Dialectical behavior therapy for posttraumatic stress disorder (DBT-PTSD) compared with cognitive processing therapy (CPT) in complex presentations of PTSD in women survivors of childhood abuse: A randomized clinical trial
JAMA Dec 05, 2020
Bohus M, Kleindienst N, Hahn C, et al. - In this randomized clinical trial, researchers compared dialectical behavior therapy for posttraumatic stress disorder (DBT-PTSD), a new, specifically designed, phase-based treatment program, vs cognitive processing therapy (CPT), one of the best empirically supported treatments for PTSD. Equal dosages and frequencies of DBT-PTSD or CPT were given to participants, up to 45 individual sessions within 1 year and 3 additional sessions within 3 months.

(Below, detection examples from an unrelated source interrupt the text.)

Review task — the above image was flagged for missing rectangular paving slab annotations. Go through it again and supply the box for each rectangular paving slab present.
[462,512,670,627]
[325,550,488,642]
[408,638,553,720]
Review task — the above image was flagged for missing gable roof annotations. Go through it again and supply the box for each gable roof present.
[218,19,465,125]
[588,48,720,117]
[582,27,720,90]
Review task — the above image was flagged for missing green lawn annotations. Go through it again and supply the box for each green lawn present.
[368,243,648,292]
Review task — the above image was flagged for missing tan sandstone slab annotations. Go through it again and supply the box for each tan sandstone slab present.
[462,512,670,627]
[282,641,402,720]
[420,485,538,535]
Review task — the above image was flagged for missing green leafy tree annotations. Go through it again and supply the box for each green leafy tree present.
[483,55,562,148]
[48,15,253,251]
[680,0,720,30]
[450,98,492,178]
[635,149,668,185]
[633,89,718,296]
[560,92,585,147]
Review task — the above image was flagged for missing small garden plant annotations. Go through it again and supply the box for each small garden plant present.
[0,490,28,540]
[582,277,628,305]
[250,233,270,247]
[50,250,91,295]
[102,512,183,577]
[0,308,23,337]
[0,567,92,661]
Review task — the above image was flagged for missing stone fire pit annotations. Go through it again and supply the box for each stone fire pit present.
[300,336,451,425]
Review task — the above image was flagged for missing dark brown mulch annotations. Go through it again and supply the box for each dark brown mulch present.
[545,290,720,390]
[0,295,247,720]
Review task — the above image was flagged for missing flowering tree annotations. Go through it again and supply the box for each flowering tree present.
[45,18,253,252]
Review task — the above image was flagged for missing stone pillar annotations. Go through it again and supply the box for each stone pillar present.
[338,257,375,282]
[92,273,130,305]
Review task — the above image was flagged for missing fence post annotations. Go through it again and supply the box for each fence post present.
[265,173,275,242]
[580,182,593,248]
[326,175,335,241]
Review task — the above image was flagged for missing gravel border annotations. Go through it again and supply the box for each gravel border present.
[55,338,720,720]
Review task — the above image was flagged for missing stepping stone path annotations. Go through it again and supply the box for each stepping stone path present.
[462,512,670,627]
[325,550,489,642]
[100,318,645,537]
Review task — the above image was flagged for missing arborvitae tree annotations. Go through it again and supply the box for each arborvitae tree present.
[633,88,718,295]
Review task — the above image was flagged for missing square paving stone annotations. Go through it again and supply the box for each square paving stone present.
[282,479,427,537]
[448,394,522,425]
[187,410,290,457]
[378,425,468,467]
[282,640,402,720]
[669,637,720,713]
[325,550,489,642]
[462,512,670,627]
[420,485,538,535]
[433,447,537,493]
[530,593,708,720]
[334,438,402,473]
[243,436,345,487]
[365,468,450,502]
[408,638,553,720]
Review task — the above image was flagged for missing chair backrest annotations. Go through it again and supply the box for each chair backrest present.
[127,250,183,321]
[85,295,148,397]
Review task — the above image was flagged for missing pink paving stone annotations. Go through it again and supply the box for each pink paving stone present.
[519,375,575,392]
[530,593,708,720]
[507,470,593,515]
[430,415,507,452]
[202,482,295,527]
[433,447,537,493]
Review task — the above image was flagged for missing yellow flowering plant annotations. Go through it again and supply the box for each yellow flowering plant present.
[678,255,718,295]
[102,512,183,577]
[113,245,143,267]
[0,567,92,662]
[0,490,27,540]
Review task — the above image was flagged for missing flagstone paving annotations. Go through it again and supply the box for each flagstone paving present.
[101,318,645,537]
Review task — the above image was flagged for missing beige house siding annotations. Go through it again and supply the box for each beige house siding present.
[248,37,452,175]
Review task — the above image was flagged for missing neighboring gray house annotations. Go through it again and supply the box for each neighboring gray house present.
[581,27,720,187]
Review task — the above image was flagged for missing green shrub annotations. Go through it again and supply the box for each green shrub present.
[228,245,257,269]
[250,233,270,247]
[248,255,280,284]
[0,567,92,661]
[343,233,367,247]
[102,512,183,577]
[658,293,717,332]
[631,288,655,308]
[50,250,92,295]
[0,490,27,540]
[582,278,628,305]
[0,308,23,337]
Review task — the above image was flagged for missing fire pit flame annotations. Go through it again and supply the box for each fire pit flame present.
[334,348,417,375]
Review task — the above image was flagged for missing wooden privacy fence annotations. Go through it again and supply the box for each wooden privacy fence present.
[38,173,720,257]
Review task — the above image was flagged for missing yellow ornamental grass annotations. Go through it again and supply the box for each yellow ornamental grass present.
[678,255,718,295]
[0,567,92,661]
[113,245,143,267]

Both DBT-PTSD and CPT therapies offered major and important changes in the severity of PTSD, though improvement was more pronounced with DBT-PTSD. The proportion of symptomatic remission achieved was 58% in DBT-PTSD vs 41% in CPT, which was a significant difference. Such findings support the effectiveness of DBT-PTSD and CPT in the treatment of women with childhood abuse–associated complex PTSD. The study demonstrates that even severe childhood abuse–associated PTSD can be successfully handled with emotional dysregulation. Participants in the DBT-PTSD group were less likely to drop out early and had higher rates of symptomatic remission, reliable improvement, and reliable recovery vs the CPT group.